Section 7.03 Additional Conditions To Obligation Of Company. The
obligation of Company to effect the Merger is subject to the satisfaction of
each of the following conditions, any of which may be waived, in writing,
exclusively by Company:
(a) Representations And Warranties. The representations and warranties
of Parent and Merger Sub set forth in this Agreement shall be true and
correct as of the Closing Date as though made on and as of the Closing
Date, or, in the case of representations and warranties of Parent or Merger
Sub which speak as of an earlier date, shall have been true and correct as
of such earlier date, except in each case (i) for changes contemplated by
this Agreement and (ii) where the failure to be true and correct,
individually or in the aggregate, has not had and will not, solely with the
passage of time, imminently result in a Parent Material Adverse Effect.
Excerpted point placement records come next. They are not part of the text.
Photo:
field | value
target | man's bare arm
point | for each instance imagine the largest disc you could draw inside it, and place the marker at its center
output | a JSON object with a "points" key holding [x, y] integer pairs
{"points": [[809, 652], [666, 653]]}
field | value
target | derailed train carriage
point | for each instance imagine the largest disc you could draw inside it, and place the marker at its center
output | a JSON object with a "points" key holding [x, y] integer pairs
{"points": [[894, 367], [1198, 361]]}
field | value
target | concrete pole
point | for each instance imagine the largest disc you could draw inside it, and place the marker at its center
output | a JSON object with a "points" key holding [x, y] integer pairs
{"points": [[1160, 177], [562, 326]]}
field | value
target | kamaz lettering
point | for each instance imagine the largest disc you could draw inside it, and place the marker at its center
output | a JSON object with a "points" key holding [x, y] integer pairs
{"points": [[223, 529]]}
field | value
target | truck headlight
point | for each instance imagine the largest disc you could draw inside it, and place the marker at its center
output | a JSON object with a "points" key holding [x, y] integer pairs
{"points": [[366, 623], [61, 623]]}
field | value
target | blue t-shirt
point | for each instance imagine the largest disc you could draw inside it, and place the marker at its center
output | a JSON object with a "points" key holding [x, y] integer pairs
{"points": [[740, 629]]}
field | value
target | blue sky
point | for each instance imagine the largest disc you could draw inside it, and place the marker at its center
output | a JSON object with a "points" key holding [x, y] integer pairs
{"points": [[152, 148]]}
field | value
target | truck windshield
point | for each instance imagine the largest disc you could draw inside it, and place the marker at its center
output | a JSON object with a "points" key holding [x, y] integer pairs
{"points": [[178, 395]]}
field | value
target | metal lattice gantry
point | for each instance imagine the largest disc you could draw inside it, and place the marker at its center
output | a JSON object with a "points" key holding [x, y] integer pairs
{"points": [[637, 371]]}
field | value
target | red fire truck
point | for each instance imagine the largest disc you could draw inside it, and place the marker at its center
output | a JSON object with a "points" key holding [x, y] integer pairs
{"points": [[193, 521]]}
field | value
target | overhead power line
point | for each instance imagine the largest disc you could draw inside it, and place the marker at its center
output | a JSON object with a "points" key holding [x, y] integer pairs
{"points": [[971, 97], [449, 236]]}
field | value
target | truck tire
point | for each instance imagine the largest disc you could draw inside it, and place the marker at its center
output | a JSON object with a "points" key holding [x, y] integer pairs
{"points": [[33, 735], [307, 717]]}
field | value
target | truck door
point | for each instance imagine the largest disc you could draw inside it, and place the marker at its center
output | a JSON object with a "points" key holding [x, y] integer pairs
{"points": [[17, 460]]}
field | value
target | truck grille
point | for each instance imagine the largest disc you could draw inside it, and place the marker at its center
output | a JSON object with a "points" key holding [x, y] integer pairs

(b) Performance Of Obligations Of Parent And Merger Sub. Parent and
Merger Sub shall have performed in all material respects all obligations
required to be performed by them under this Agreement at or prior to the
Closing Date.
(c) Certificate. Company shall have received a certificate signed on
behalf of Parent by the chief executive officer and the chief financial
officer of Parent to the effect that the conditions set forth in Section
7.03(a) and Section 7.03(b) are satisfied.
(d) Registration Statement Tax Opinion. Company shall have received an
appropriate written tax opinion from Xxxxxx Godward LLP, counsel to
Company, for filing as an exhibit to the Registration Statement.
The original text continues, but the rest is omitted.